Which doesn't mean God did it. It means we legit don't know. There are no miracles. Just a lot of improbable things that people lack the imagination to figure out.
So what does all this mean in practice? It means we have to accept science as far as it can take us. We have to acknowledge when science is a reasonable approach. If something can be measured, tested, or experimented upon, you should listen to the scientists.
If you're debating a career path, or whether you want to have another kid, or even debating the ethics of science, sure there are some calculations you can do, but it might be reasonable to listen to a pastor, or the voices in your head, or whatever your heart is telling you.
Not everything has an objective answer. Science seems to accept that. It stays in its lane. Religion thinks it can go wherever it wants. So why do people insist science and religion can work together in harmony? Part of it is that it just sounds nice.

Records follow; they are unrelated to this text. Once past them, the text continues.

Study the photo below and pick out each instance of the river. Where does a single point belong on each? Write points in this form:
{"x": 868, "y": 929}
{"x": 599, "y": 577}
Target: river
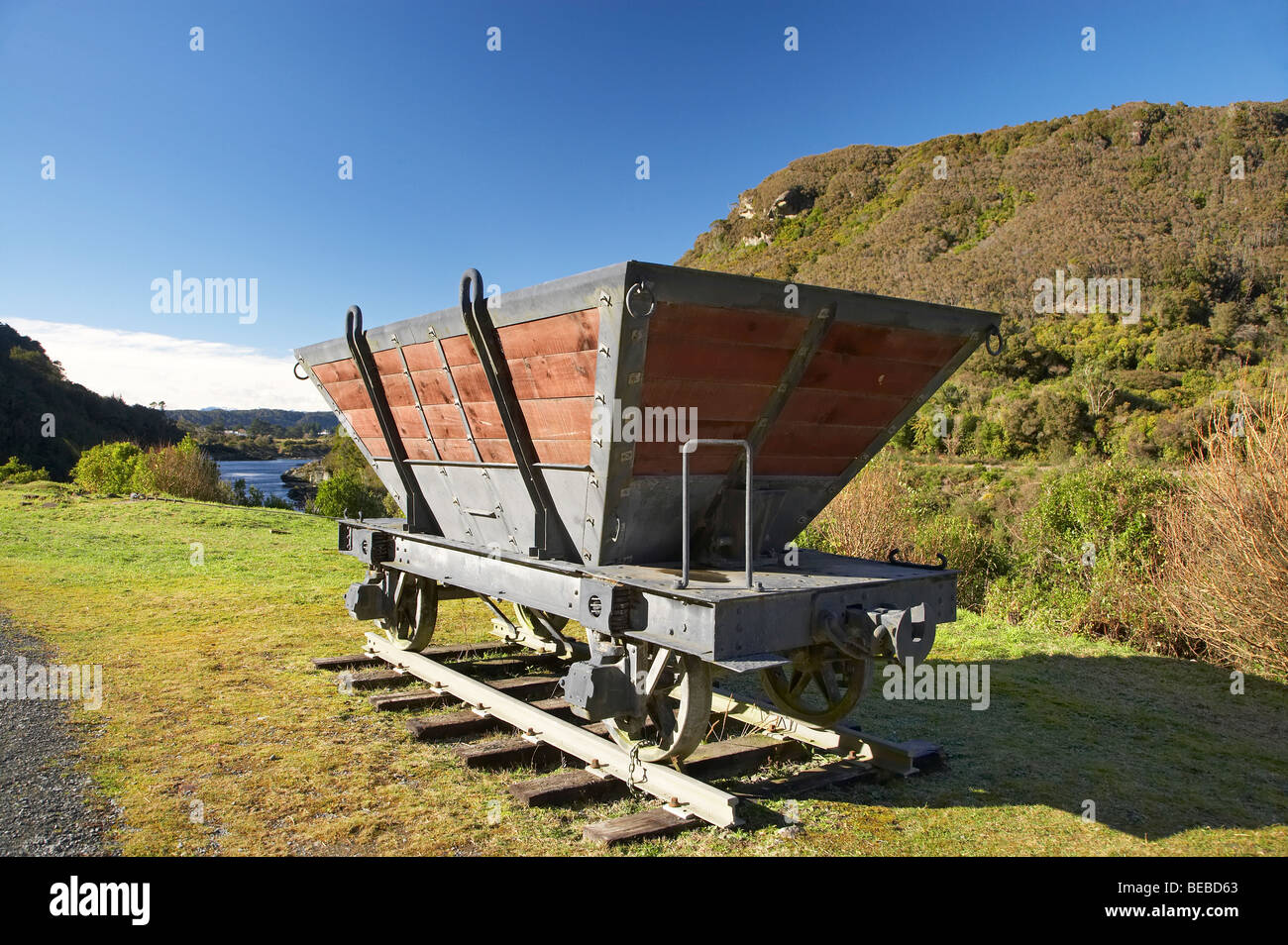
{"x": 265, "y": 475}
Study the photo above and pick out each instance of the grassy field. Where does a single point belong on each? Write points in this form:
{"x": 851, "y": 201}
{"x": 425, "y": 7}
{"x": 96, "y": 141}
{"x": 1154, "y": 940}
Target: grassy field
{"x": 210, "y": 698}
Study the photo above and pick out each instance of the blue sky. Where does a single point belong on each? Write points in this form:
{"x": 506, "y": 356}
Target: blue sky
{"x": 223, "y": 163}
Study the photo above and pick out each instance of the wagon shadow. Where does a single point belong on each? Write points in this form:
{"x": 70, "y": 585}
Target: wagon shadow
{"x": 1159, "y": 746}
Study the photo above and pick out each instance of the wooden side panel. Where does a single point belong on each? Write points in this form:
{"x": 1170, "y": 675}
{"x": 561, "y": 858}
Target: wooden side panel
{"x": 726, "y": 365}
{"x": 552, "y": 362}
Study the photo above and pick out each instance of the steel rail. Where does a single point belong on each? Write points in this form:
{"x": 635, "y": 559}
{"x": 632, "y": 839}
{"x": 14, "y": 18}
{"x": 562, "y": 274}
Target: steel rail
{"x": 695, "y": 797}
{"x": 889, "y": 756}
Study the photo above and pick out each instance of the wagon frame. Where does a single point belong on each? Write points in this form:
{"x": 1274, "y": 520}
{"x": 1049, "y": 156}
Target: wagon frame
{"x": 673, "y": 571}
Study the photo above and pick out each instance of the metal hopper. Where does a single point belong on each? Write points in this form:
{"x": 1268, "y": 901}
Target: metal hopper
{"x": 603, "y": 374}
{"x": 632, "y": 448}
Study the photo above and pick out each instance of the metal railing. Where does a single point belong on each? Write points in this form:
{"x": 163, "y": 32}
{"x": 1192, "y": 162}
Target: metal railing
{"x": 686, "y": 450}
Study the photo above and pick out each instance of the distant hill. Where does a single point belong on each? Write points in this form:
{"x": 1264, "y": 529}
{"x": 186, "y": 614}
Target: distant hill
{"x": 37, "y": 399}
{"x": 281, "y": 421}
{"x": 1137, "y": 192}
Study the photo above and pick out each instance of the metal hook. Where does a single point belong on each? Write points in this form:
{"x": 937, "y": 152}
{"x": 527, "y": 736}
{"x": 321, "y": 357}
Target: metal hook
{"x": 643, "y": 288}
{"x": 893, "y": 558}
{"x": 993, "y": 331}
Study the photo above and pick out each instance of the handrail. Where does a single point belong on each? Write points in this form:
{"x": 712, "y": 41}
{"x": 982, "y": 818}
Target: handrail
{"x": 686, "y": 450}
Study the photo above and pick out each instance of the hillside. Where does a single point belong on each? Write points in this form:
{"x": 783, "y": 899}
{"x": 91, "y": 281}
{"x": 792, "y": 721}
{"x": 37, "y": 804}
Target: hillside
{"x": 278, "y": 421}
{"x": 48, "y": 420}
{"x": 1137, "y": 192}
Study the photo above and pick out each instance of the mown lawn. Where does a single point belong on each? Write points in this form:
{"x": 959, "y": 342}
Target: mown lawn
{"x": 210, "y": 698}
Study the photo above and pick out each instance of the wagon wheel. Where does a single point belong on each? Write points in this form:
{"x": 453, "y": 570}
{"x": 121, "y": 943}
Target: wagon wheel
{"x": 526, "y": 618}
{"x": 678, "y": 703}
{"x": 819, "y": 685}
{"x": 415, "y": 612}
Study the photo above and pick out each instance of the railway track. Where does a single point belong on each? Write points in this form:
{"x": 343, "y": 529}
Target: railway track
{"x": 498, "y": 705}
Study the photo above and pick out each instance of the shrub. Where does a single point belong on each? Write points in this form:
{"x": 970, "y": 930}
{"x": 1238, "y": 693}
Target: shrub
{"x": 1085, "y": 550}
{"x": 1224, "y": 575}
{"x": 346, "y": 494}
{"x": 181, "y": 471}
{"x": 107, "y": 468}
{"x": 885, "y": 509}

If you say the two can't coexist, it feels like you're anti-religious, which may rub some people the wrong way.
It also allows religious people to respect science without feeling like they're turning their backs on God -- and when there's an emergency, like a pandemic, you need religious people to listen to scientists, so there's a strategic value to saying the two ideas can live together. Sometimes there's literally a financial incentive to merge the two worlds.
That's the mission of an organization called the Templeton Foundation that gives scientists money if they can show religion and science can coexist.
They give out an annual prize worth $1.4 million dollars -- which is purposely more than the Nobel Prize -- to scientists who have done the most to bring those two worlds together.
They also give grant money to researchers who dig into questions dealing with religion. Some atheist scientists feel like it's a black mark on others' resumes to get that prize.
Conclusion
But ultimately, religion and science will coexist whether or not it makes sense because it's really hard to tell people to abandon a religion they love, and that comforts them, just because it keeps losing.
I'm a life-long Cubs fan. I know how hard it is to stop loving a team even when it's awful. Religious people will always find reasons to cling to religion, no matter what discoveries are made, even if they go into scientific fields themselves.
Look, science may not have every answer, but the ones it figures out are as good as it gets. So which one would you prefer to rely on? To put it another way, you should have faith in science, not faith.